I Can’t Breathe


Author
Nina Zurier

Decade

2000s 2010s


Tags

Activism Performance
Racial Justice Sports Video



I Can’t Breathe is a public-participatory workshop and performance that takes the form of a self-defense class. Over the course of a half hour, participants learn a range of self-defense techniques—from purely pacifist, self-protective maneuvers (including how one may relieve the pressure of a choke hold) to more overt, defensive strategies. (Participants do not learn offensive strikes or moves.)

Participants are then placed and paired off in a staggered arrangement. With certain cues given by the artist, each pair enacts the self-defense techniques just learned, alternating in the role of the aggressor. As the artist recites a script inspired by Nina Simone, each pair elects which action to take solely based on how he or she internalizes the words’ meaning.

The overall, impromptu composition of defensive actions thus creates a reflection and meditation on our community’s legacy of self-preservation, and continued desire/need/fight to protect and survive. The piece will be conducted in memory of Freddie Gray, Walter Scott, Eric Garner, Jamar Clark, Laquan McDonald, Michael Brown, Akai Gurley, Ramarley Graham, Tamir Rice, Trayvon Martin . . . and countless others.”

—Shaun Leonardo


Shaun Leonardo is a Brooklyn-based artist from Queens, New York City. He received his MFA from SFAI in 2005. His multidisciplinary work negotiates societal expectations of manhood, namely definitions surrounding Black and brown masculinities, along with its notions of achievement, collective identity, and experience of failure. His performance practice, anchored by his work in Assembly—a diversion program for court-involved youth at the Brooklyn-based nonprofit Recess—is participatory and invested in a process of embodiment.

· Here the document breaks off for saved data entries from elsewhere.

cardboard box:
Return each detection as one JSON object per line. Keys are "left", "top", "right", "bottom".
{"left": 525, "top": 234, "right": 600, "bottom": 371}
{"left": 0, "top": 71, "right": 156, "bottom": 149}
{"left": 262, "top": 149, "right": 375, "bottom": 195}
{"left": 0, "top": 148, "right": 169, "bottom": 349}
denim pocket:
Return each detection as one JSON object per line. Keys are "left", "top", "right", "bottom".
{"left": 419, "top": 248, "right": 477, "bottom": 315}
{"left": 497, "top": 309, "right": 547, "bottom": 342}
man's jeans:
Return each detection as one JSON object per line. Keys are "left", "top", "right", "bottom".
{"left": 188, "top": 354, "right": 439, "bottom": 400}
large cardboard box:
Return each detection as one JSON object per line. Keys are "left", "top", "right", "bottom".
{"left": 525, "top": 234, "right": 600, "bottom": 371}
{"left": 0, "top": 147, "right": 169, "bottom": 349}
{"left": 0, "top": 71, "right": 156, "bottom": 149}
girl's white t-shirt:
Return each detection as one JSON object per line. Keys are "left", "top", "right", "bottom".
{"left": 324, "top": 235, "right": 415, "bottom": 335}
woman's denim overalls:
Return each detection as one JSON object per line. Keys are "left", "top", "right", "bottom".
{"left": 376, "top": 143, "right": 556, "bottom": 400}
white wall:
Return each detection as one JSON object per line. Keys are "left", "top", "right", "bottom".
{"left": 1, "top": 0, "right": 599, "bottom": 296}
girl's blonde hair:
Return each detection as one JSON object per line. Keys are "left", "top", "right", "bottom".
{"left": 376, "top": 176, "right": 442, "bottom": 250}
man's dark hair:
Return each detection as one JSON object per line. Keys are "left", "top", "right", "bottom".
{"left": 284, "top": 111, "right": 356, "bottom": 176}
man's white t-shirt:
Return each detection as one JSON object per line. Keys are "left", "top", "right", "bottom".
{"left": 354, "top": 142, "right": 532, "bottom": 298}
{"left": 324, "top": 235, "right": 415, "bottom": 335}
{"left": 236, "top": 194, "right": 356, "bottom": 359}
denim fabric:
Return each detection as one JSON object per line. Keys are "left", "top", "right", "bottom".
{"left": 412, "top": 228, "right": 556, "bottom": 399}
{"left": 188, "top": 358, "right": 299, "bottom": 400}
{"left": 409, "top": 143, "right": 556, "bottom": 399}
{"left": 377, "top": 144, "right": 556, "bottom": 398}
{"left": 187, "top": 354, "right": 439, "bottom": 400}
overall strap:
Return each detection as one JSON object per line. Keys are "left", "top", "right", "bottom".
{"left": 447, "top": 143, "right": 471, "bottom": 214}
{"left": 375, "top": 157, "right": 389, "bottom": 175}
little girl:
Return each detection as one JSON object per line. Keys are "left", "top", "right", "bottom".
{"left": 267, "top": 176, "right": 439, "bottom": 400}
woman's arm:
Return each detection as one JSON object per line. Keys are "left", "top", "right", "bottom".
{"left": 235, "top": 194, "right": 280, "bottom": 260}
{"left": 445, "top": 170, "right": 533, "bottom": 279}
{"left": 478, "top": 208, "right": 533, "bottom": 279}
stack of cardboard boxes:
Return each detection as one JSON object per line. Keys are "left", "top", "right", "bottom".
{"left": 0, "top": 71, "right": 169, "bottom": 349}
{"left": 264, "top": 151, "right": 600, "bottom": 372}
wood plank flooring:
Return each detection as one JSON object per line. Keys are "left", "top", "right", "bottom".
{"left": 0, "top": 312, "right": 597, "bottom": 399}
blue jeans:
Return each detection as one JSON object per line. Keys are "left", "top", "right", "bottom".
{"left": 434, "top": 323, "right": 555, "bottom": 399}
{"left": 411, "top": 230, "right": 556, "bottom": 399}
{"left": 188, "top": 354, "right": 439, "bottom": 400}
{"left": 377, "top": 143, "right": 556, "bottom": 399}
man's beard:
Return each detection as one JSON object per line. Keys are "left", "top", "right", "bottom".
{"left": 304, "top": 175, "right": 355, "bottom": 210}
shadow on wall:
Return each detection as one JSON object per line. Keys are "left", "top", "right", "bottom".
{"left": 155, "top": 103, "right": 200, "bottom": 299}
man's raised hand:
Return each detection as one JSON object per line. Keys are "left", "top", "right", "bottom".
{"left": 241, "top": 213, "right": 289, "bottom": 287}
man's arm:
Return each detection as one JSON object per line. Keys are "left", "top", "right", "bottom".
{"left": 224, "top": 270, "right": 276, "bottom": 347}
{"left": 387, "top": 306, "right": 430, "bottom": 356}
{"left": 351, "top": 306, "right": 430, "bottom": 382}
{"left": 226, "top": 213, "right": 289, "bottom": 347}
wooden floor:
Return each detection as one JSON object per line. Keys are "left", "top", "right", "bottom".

In the year 2020, “I can’t breathe” is no longer inextricably linked to the last words of Eric Garner as he was killed in a chokehold by New York City policeman Daniel Pantaleo in 2014. On May 25, 2020, George Floyd’s last words were “I can’t breathe” as a Minneapolis policeman, Derek Chauvin, knelt on his throat until he was dead. “Over the past decade," the New York Times found, "at least 70 people have died in law enforcement custody after saying the same words — I can’t breathe. The dead ranged in age from 19 to 65. The majority of them had been stopped or held over nonviolent infractions, 911 calls about suspicious behavior, or concerns about their mental health. More than half were black.”